4. Kirk Herbstreit: Doing the Thursday night games, usually in the ACC or Mountain West, provides a good opportunity for the usually insightful ex-Buckeye to expand his analysis beyond the 30-second snippets he's afforded on the GameDay set. His repartee with Lee Corso (more on that later) translates well to the booth.

5. Rod Gilmore: I never particularly liked Gilmore in the studio, where he spent an inordinate amount of time on a soap box for the Pac-10, but he's proven a keen analyst in the booth. Often stuck doing lower-profile teams, he takes the time to get to know many of the players' stories and personalities.

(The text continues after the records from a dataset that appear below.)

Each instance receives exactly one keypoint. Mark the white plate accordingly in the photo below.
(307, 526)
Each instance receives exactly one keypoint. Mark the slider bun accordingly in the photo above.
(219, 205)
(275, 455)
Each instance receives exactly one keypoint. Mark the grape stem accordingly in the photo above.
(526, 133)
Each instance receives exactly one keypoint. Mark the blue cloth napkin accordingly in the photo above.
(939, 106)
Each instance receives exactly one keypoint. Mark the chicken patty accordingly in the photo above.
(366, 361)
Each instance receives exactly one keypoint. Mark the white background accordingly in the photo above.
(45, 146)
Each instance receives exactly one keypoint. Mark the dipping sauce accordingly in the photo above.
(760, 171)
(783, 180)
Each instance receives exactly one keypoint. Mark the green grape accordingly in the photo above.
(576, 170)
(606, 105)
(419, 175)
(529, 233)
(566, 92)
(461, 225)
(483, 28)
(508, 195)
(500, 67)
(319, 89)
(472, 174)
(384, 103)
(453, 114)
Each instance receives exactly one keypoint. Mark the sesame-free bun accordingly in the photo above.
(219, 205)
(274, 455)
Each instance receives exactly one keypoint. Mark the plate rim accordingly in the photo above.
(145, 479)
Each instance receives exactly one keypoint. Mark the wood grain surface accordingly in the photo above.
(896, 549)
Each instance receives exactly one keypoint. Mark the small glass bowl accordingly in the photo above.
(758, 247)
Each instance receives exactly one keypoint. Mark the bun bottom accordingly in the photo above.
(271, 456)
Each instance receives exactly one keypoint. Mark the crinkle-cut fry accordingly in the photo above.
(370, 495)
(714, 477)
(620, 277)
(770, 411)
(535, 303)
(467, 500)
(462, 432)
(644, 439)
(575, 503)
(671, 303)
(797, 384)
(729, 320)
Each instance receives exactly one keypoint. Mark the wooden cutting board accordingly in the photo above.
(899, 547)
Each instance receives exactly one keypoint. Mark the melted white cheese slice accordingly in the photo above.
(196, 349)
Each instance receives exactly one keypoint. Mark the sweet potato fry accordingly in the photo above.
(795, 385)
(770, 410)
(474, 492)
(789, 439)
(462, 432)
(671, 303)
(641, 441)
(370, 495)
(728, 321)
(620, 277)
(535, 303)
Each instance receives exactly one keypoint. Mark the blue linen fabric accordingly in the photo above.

Corso: At least on GameDay, the attraction is his showmanship. In the booth, there's no hiding from the bumbled names, gift-wrapped stats and often mind-numbing analysis. The all-time low came in last season's Southern Miss-TCU game, in which Corso, despite repeated attempts by Herbstreit to rescue him, stubbornly insisted the Eagles pass up a late field-goal attempt that would have extended their lead from three to six on the oh-so realistic premise the Frogs might block it and return it for a touchdown. You could almost see Herbstreit crawling under his chair in horror.


Again, I'm sticking with the recent era, and while I don't doubt there have been many equally memorable moments, these are the ones that have stuck with me:

1. "Ricky cuts left ... hello record book!" -- Musburger calling Ricky Williams' NCAA record-breaking run, 1998.

2. "Diving, spinning ... touchdown Nebraska!" -- Musburger calling Matt Davison's title-saving touchdown catch off a kicked ball against Missouri, 1997.

3. "Look out, he's got a convoy!" -- Jackson calling Desmond Howard's Heisman-clinching punt return for Michigan against Ohio State, 1991.

4. "Caught!" -- Jackson calling Michael Westbrook's game-winning Hail Mary catch for Colorado against Michigan, 1994.

5. "Bad call. B-a-a-a-d call." -- Fouts after the infamous Miami pass-interference call in overtime of the 2003 Fiesta Bowl.